第304話 魔将軍ベリト

「――ふざけんな! なんでテメェがここにいやがる!? あいつらは俺の獲物だ! 邪魔すんな!」


 天馬が怒りを露わにし喚き散らす。

 彼もベリトがここにいることを知らなかったようだ。


「ふん。愚か者が。貴様が魔界を出るころよりずっと後を付いていたわ。勇者を監視し使い物になるかどうか見極めろと魔王様の命でな。こうして姿を見せるまで気づかなんだとは、未熟にもほどがある」

「なん、だと……っ!?」

「稚拙な技量、雑な指揮系統、安易に部下を使い潰す腐った性根、無能すぎて何度縊り殺してやろうと思ったことか。すでに魔王様には報告してある。安心しろ。殺しはしない。使い物にならない無能も使い方次第だ。魔王様の駒として有効に活用してもらえるだろう。光栄に思うがいい」


 あまりにも不遜な物言い。だが、魔族とはこういう生き物だ。

 完全実力主義。

 人間と違い、血筋やスキル、ジョブだけで上に立てるほど甘くない。

 自らの実力を示してこそ、魔族としての高い地位を築けるのだ。

 ただ勇者だからと威張り散らしていた天馬では、子爵程度。伯爵級魔族には遠く及ばない。

 その事実を突きつけられた天馬は、怒りを感じつつも悔し気に唇を噛みしめていた。


 天馬は一度魔将軍と戦ったことがある。

 勇者の力を持ってしても、魔将軍の誰一人として傷を付けることはできなかった。

 長い時間をかけ研鑽を積み上げてきた魔将軍と、与えられた力に驕っていた天馬とでは、力の差は歴然。

 反抗しても敵わないと理解していたのだった。


「貴様はそこで大人しく見ていろ。戦いとはどういうものかを――」


 天馬に視線を向けていたベリトの背後から、風刃が迫る。

 一瞬で状況判断を済ませたベリトは、風刃の奥でソラに跨り杖を構えるイバラへ視線を向けた。

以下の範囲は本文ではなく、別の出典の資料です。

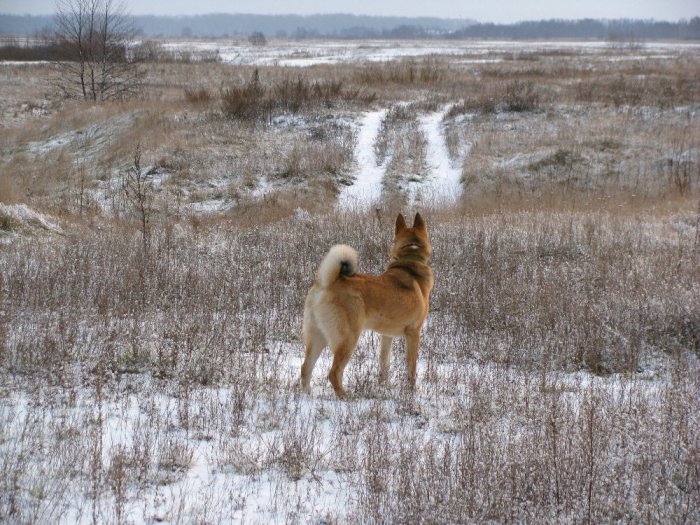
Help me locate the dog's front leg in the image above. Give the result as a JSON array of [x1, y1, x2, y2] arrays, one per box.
[[379, 335, 394, 383], [406, 329, 420, 388]]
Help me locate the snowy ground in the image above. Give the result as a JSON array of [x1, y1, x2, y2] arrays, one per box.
[[157, 40, 700, 67], [0, 37, 700, 525]]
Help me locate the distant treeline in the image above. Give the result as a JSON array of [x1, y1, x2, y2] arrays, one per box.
[[449, 17, 700, 40], [0, 14, 700, 41]]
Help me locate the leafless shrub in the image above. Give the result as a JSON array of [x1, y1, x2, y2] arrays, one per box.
[[185, 86, 212, 104], [122, 143, 153, 253], [55, 0, 145, 101]]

「ほう! スコルを従えているとはっ! 中々楽しめそうではないか!」


 短剣であっさりと風刃を斬り裂いたベリト。

 余裕の笑みを浮かべるベリトに向け、間髪入れずさらに風刃で牽制する。


「ミカさん!」

「言われずとも!」


 迫りくる大量の風刃の対処をしているベリトの背後から、槍を構えたミカエルが突きを繰り出す。

 完全な奇襲だったが、ベリトは後ろを振り返ることなくミカエルの突きを躱した。

 そして笑う。


「なっ――!?」

「ハハハハハ! 鬼と天使の連携、誠に見事! だが、その程度では我に傷を付けることはできぬぞ!」

「ぐぅ……」

「あぁ……っ!」


 ベリトの体から発せられた雷が、地面を伝ってイバラとミカエルを襲う。


「ミカエル!? これでも食らいなさい!」

「光の矢か。それも〝浄化〟の力を持っているようだ。これは我らには毒と変わりない。だが――当たればの話だ」

「そんな……!?」


 ガブリエルの放った光の矢の雨の中を、平然と歩くベリト。

 体を少しずらすだけで、ほぼすべての矢を回避する。躱しきれない矢は短剣で振り払われ、彼女の矢が当たることはなかった。


「このっ――!」

「それはっ!? 精霊の加護を得た聖剣か! 何とも珍しい剣を持っているな! さすがは騎士王の子孫というところか。これほど愉快な戦いも久々だ! ああ……高揚しすぎて、思わず殺してしまいそうだ!」


 ベリトから放たれた濃密な殺気が、祭壇の間に充満する。

 それを受けたイバラたちはゾクリと全身が粟立つのを感じた。天災と恐れられるソラでさえ、毛を逆立てて威嚇している

 アイトの剣を弾き、ベリトは大きく距離を取った。


「おっと。これは失礼した。少し冷静になろう。天使は捕らえよとの命を受けている。殺しては魔王様の命を遂行できなくなってしまうな。ふむ……加減をするのは苦手なのだが……」


 そう口にすると、悩ましく声を漏らして頭を捻る。

 隙だらけのはずなのに、誰も動くことができなかった。

 考えがまとまったのか、ベリトはニヤリと笑い楽しそうに言い放った。